When A Dry White Season went into production, Palcy became the first Black female director to helm a film at a major Hollywood studio. She assembled a powerhouse cast that included North American actors like Donald Sutherland and Susan Sarandon. Still, her biggest coup was undoubtedly getting Brando to make his first film in nine years.

The young director always envisioned Brando as the anti-apartheid lawyer Ian McKenzie because of his real-life commitment to the cause and pursued him despite his reputation for difficult behaviour. Palcy revealed, “He was an activist. I knew that he was a monster as an actor and as a human being, and he would drive his directors crazy. But I didn’t care.”

After approaching Brando’s agent, Palcy was on a phone call with the Godfather icon a few weeks later. She told him she wanted to organise a private screening of Sugar Cane Alley for him because that would tell him everything he needed to know about her.

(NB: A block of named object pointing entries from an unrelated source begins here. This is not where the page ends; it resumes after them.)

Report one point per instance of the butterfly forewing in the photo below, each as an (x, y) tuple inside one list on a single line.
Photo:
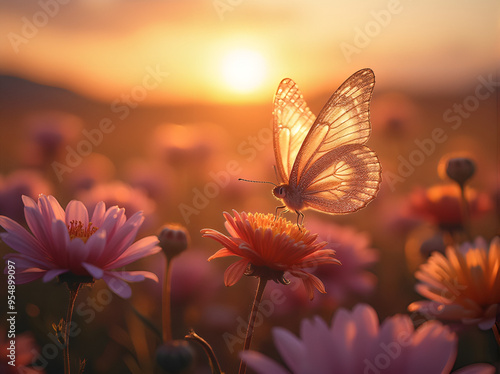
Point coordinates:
[(292, 121), (345, 119)]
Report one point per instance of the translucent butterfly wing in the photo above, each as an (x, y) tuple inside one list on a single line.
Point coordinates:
[(345, 119), (343, 180), (292, 121)]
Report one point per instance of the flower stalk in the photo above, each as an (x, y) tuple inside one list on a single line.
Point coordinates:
[(73, 293), (166, 309), (251, 323)]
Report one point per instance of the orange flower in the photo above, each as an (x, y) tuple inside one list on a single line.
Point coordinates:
[(441, 204), (462, 286), (270, 246)]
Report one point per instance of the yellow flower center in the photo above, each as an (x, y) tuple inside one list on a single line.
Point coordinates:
[(76, 229), (278, 225)]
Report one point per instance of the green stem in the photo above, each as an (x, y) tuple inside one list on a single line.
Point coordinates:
[(73, 293), (251, 322), (166, 313)]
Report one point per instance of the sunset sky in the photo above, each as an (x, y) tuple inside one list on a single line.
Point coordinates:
[(238, 51)]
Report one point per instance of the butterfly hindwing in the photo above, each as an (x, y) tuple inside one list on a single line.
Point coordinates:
[(343, 180), (292, 120)]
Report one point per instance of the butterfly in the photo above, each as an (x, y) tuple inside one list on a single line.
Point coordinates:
[(322, 163)]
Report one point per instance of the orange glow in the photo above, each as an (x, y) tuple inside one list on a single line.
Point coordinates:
[(244, 70)]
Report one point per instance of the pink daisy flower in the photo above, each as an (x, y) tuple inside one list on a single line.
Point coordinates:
[(67, 241), (356, 343)]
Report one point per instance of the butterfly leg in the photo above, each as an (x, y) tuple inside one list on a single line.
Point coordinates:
[(300, 218), (283, 211)]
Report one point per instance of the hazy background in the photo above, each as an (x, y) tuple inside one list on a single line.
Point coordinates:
[(184, 90)]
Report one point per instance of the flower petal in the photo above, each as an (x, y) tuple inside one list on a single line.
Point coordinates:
[(76, 211), (94, 271), (118, 286), (141, 248), (51, 274), (234, 272)]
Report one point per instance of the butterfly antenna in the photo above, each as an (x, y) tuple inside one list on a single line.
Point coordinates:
[(247, 180), (276, 172)]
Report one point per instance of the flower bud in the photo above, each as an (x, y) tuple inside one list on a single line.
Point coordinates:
[(174, 356), (174, 239), (459, 169)]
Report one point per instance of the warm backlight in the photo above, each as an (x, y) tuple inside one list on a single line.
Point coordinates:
[(243, 70)]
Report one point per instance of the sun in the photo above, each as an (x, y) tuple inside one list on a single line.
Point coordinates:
[(243, 70)]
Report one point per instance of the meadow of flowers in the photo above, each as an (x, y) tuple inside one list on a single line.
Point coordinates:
[(153, 258)]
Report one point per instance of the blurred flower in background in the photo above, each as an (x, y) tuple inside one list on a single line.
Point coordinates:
[(463, 285), (441, 205), (49, 134), (353, 251), (24, 354), (93, 170), (119, 193), (356, 343)]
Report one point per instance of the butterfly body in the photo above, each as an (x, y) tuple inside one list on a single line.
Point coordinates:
[(322, 162), (290, 197)]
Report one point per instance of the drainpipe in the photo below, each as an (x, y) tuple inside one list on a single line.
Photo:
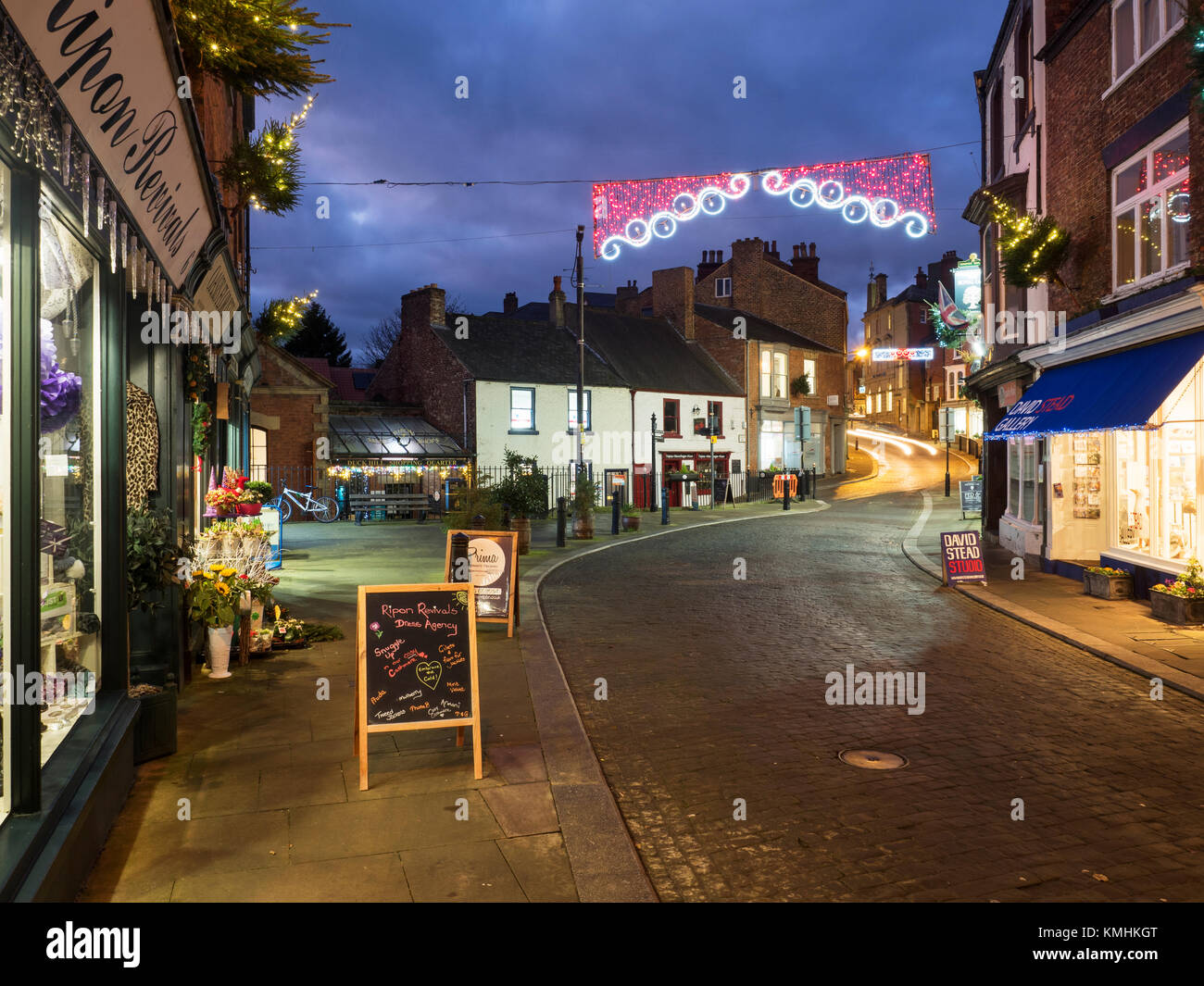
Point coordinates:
[(466, 381), (631, 495)]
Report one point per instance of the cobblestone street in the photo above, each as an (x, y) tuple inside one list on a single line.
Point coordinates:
[(717, 693)]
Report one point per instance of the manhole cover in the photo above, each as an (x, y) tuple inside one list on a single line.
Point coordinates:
[(873, 760)]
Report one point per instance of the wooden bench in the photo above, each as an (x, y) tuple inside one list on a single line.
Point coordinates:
[(361, 505)]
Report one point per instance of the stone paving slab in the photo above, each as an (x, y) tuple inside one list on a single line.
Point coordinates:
[(361, 879), (522, 809), (477, 872)]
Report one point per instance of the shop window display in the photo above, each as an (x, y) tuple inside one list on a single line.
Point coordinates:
[(70, 653), (1085, 485), (1157, 480)]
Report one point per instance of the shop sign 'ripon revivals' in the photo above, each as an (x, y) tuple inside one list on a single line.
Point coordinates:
[(116, 85)]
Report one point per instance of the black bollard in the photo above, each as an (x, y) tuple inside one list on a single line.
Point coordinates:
[(460, 568)]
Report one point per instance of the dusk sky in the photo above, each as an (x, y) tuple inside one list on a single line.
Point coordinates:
[(601, 92)]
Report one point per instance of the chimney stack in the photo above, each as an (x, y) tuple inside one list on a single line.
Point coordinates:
[(422, 307), (806, 265), (626, 299), (557, 304), (673, 297)]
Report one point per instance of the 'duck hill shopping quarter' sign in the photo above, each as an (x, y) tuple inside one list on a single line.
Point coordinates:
[(417, 664)]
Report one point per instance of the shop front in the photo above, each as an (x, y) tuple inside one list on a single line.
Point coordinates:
[(84, 253), (1104, 465)]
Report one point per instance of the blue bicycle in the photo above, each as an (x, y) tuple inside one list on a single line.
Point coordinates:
[(323, 508)]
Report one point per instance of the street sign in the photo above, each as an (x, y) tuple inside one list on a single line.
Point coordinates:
[(961, 555), (971, 492)]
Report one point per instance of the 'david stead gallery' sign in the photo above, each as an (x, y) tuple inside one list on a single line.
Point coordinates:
[(108, 65)]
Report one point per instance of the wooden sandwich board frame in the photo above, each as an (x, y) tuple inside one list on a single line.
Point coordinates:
[(512, 610), (364, 729)]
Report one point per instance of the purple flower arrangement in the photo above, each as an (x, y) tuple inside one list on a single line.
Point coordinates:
[(60, 389)]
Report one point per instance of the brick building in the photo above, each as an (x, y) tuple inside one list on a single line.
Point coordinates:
[(1016, 128), (770, 324), (289, 413), (1102, 453), (508, 380), (908, 393)]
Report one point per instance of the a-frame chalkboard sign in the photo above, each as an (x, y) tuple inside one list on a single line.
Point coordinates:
[(416, 664), (494, 565)]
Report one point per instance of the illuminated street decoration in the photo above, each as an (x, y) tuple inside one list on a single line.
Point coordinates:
[(884, 192), (903, 356)]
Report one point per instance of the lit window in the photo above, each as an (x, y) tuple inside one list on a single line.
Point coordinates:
[(779, 375), (521, 408), (257, 454), (1151, 209), (672, 419), (572, 411)]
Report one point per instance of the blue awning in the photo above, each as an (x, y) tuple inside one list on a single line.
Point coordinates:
[(1118, 392)]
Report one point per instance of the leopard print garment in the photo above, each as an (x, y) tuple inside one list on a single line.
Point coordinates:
[(141, 447)]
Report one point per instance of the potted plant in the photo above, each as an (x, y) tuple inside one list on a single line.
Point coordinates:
[(583, 507), (254, 493), (1180, 600), (524, 490), (223, 500), (474, 501), (630, 519), (212, 593), (1108, 583), (257, 596)]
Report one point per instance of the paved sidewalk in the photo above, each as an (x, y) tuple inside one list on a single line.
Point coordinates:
[(1120, 631), (261, 801)]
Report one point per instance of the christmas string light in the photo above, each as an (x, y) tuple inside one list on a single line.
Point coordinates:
[(886, 192)]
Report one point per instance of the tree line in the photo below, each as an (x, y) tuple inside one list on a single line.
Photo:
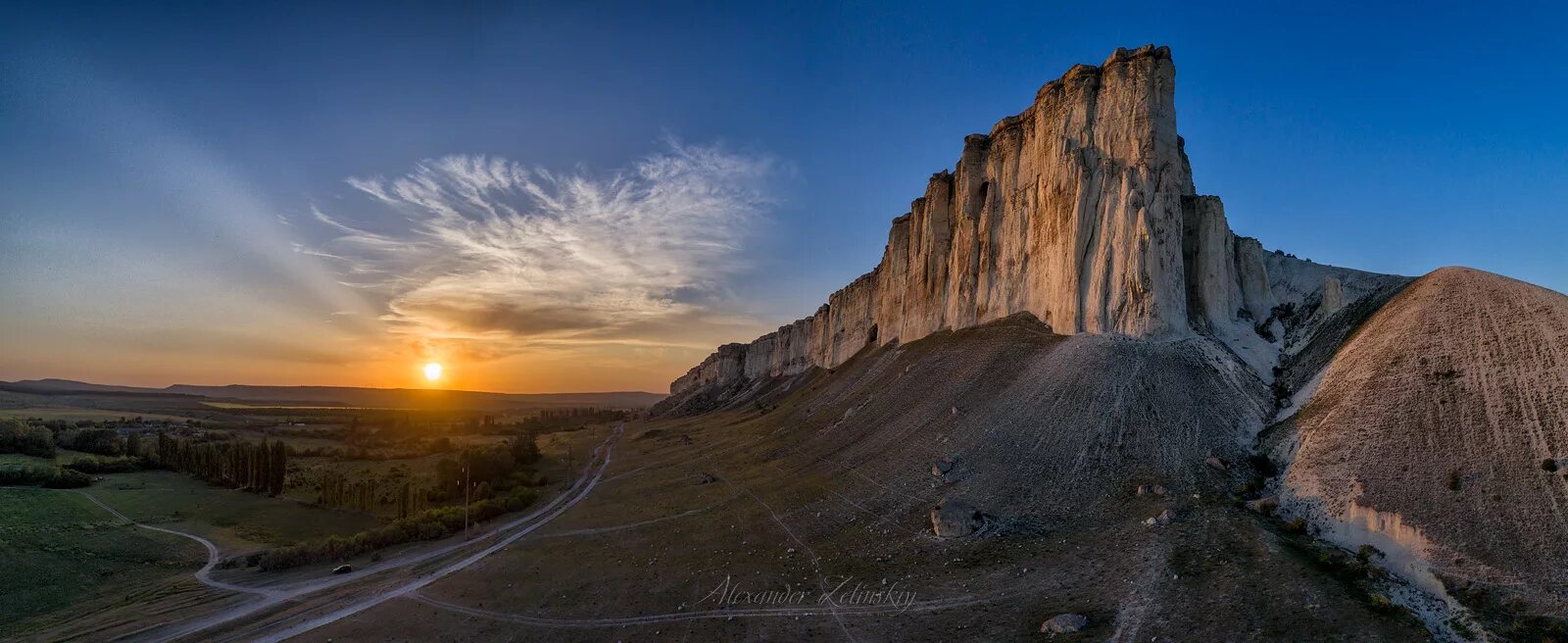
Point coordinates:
[(248, 467)]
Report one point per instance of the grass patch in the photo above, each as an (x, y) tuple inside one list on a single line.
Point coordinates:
[(68, 549), (235, 519), (427, 525)]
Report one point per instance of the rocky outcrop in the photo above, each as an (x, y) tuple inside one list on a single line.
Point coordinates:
[(956, 518), (1079, 211)]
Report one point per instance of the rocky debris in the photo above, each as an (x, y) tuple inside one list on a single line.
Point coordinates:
[(1063, 623), (956, 518), (1385, 447), (1079, 211), (1152, 490), (1332, 298)]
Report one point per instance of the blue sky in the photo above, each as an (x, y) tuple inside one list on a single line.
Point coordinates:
[(180, 177)]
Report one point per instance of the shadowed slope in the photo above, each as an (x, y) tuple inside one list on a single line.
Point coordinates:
[(1435, 427)]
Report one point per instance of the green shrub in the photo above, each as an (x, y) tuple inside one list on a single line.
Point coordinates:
[(425, 525), (43, 475), (106, 465)]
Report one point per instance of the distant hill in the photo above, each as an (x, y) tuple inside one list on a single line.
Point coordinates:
[(345, 396)]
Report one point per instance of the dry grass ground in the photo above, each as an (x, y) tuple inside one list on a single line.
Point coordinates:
[(833, 482), (1431, 428)]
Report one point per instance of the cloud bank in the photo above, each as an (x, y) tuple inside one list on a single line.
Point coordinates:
[(490, 258)]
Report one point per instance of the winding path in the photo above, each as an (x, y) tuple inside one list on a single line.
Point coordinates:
[(204, 574)]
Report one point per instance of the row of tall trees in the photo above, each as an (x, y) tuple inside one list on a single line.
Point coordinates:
[(16, 436), (248, 467), (368, 494)]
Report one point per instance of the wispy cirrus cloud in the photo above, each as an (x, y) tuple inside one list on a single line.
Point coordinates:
[(491, 258)]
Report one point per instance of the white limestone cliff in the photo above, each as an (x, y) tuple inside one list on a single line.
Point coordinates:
[(1079, 211)]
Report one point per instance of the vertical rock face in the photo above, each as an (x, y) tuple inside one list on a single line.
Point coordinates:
[(1079, 211)]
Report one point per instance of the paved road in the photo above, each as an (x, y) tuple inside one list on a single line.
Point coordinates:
[(355, 600)]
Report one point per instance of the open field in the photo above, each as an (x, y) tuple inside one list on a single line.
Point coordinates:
[(57, 548), (73, 415), (234, 519)]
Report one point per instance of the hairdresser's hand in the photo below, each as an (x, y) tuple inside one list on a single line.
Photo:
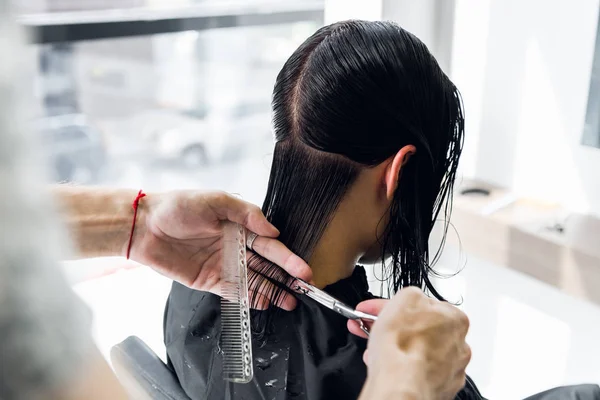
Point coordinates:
[(180, 235), (417, 348)]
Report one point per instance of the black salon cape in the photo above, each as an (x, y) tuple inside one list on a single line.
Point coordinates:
[(310, 355)]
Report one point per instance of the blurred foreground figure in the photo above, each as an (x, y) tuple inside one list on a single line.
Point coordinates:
[(46, 349)]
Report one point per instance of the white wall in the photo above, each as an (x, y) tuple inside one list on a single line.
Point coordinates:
[(524, 68)]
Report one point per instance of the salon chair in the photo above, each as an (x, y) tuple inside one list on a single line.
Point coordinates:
[(143, 374)]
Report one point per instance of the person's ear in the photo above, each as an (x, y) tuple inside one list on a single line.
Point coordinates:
[(394, 169)]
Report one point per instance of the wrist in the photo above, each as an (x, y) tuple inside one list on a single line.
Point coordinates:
[(136, 226)]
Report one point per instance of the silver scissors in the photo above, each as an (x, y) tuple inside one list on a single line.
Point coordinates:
[(334, 304)]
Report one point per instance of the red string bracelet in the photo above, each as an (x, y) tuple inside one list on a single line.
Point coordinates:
[(135, 205)]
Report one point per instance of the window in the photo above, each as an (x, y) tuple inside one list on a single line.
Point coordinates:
[(591, 131), (173, 98)]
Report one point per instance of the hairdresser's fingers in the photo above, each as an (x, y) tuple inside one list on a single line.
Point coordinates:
[(276, 252), (228, 207)]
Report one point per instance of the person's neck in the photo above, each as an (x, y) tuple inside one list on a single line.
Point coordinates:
[(336, 254)]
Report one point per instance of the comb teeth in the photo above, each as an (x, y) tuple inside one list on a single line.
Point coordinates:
[(236, 339)]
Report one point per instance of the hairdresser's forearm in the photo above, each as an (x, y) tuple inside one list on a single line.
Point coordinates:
[(99, 220)]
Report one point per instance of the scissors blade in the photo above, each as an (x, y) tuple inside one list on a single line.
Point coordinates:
[(331, 302)]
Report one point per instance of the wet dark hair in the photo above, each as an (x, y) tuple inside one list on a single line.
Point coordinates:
[(349, 98)]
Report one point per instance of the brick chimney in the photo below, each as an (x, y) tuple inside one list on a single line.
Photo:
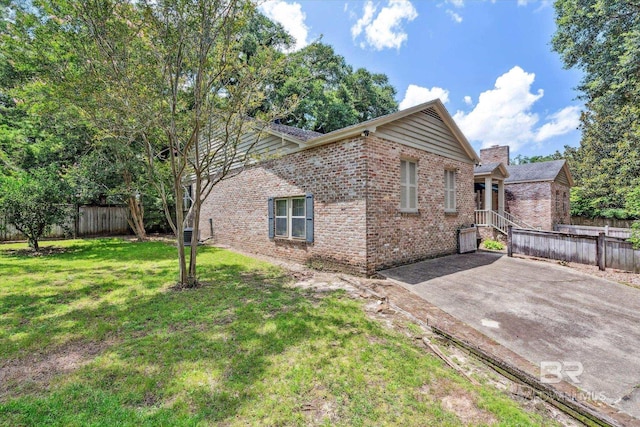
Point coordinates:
[(495, 154)]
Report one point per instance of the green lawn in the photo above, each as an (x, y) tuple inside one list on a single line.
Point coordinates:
[(108, 342)]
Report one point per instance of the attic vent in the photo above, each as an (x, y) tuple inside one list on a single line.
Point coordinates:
[(431, 112)]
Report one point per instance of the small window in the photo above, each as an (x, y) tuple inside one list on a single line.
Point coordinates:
[(290, 218), (449, 191), (408, 185)]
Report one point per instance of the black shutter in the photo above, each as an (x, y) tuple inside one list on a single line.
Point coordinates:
[(309, 212), (272, 228)]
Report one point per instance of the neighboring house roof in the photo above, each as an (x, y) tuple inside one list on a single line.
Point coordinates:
[(300, 134), (491, 169), (307, 139), (539, 172)]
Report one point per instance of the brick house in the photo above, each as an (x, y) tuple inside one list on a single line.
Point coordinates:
[(533, 195), (385, 192)]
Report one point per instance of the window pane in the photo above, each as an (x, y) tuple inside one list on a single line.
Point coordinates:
[(412, 173), (298, 207), (297, 227), (281, 226), (281, 207), (403, 196)]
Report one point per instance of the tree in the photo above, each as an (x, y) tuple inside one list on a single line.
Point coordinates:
[(331, 94), (33, 202), (602, 38), (169, 79)]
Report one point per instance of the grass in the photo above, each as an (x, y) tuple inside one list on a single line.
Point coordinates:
[(107, 342)]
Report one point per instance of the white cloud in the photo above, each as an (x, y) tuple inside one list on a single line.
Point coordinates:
[(384, 31), (417, 95), (292, 18), (562, 122), (503, 115), (454, 16)]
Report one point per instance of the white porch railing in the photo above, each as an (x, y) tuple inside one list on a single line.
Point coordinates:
[(499, 221)]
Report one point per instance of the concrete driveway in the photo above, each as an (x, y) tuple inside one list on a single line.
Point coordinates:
[(580, 327)]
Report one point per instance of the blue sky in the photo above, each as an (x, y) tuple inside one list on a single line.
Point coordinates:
[(490, 62)]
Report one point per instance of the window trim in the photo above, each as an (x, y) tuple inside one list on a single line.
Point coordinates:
[(450, 191), (406, 186), (289, 217)]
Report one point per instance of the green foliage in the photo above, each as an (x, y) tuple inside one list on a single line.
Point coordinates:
[(635, 235), (493, 245), (33, 202), (602, 38), (246, 349)]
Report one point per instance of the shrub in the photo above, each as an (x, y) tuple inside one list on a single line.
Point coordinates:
[(493, 245)]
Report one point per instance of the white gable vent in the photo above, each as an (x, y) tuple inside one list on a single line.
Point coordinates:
[(431, 112)]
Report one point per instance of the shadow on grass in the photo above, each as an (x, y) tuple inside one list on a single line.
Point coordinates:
[(199, 350)]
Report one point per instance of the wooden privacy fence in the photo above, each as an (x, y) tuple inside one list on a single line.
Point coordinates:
[(88, 221), (467, 240), (623, 233), (603, 251)]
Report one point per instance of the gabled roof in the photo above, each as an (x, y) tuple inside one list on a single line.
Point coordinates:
[(537, 172), (491, 169), (302, 135), (373, 124)]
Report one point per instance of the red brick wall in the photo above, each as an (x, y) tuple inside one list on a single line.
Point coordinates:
[(396, 238), (334, 174), (356, 188), (560, 213), (535, 203), (530, 202)]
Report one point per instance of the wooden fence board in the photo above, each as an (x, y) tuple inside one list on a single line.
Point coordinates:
[(623, 233), (618, 253)]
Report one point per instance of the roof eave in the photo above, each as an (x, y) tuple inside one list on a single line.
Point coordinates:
[(372, 124)]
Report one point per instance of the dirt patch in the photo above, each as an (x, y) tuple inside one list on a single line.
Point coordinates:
[(320, 407), (466, 410), (34, 372)]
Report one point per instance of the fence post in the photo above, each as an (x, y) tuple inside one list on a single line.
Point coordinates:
[(600, 252)]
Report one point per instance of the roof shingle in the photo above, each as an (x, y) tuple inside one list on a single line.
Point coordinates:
[(543, 171), (301, 134)]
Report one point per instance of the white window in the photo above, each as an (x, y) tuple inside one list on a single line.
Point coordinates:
[(449, 191), (290, 218), (408, 185)]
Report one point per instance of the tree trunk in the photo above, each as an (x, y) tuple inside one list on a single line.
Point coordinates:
[(196, 227), (182, 261), (136, 218)]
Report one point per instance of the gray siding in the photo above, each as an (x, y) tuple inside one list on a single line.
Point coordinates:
[(424, 130)]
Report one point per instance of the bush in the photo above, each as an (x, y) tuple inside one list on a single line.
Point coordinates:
[(33, 202), (493, 245)]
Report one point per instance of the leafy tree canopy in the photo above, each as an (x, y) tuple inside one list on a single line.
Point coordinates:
[(602, 38), (331, 94)]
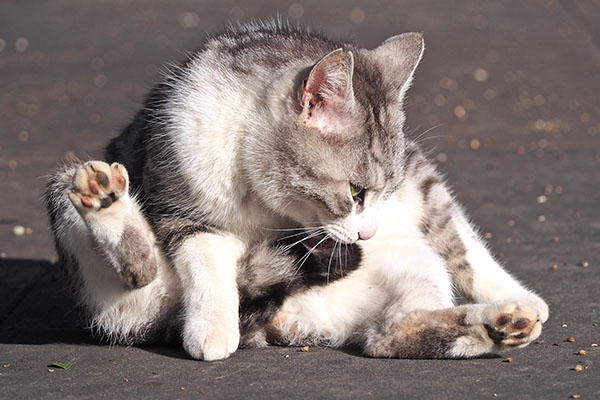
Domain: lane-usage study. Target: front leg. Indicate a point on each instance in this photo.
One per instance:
(206, 264)
(476, 274)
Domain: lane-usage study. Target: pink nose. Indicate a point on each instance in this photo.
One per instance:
(366, 234)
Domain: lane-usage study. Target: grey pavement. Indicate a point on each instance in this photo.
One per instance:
(510, 91)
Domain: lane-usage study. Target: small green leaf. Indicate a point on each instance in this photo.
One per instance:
(61, 365)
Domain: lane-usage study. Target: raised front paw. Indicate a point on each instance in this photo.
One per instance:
(512, 324)
(97, 185)
(211, 337)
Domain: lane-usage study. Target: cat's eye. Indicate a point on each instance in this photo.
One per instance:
(355, 190)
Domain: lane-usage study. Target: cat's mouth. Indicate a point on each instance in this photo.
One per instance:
(320, 242)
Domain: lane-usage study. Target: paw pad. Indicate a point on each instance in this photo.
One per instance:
(96, 185)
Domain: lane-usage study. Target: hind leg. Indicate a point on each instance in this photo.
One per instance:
(118, 274)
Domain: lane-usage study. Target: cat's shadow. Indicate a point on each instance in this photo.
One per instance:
(34, 306)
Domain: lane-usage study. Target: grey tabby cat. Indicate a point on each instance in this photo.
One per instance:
(270, 132)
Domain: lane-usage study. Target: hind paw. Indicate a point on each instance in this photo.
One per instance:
(512, 325)
(97, 185)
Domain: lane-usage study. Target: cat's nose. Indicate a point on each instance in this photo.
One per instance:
(366, 234)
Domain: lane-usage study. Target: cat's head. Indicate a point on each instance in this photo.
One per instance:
(345, 151)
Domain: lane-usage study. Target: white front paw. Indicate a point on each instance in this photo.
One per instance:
(211, 337)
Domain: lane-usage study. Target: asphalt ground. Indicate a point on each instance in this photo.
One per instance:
(508, 92)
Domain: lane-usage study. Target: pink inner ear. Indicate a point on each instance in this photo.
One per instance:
(327, 95)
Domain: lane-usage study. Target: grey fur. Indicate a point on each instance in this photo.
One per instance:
(315, 118)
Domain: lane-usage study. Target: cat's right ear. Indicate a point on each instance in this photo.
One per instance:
(398, 58)
(327, 97)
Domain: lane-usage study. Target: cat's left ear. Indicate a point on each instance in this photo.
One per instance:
(327, 97)
(398, 58)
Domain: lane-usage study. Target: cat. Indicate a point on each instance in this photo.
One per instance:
(270, 132)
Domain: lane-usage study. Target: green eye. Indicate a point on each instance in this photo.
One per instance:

She said, “He watched the film and was moved to tears.” Three days after he read the screenplay for A Dry White Season, he called Palcy and told her he wanted to do the movie. In fact, he specifically said, “I want to leave my footprint in the South African soil”

Palcy was excited to have the legendary actor on board, but there was an elephant in the room. She sheepishly told him that the movie had a comparatively small budget because Hollywood feared making such an overtly political film. Therefore, his salary would have to be adjusted accordingly. To her delight, Brando exclaimed, “Do you think I’m doing it for the money? You must be kidding. I’ll do it for free.”

Brando was a man of his word and took no salary for the film. Instead, he insisted that any fee he would have been paid should instead go to five anti-apartheid associations in South Africa. His passion for the material shone through in the film, too, as his performance landed him an Academy Award nomination for ‘Best Supporting Actor’.

As for Palcy, the film still brings her to tears when she watches it. She admitted, “Every time I see it, I take a step back and say I can’t believe I was able to make that movie. I put all my life and everything into it. I was ready to die for it.”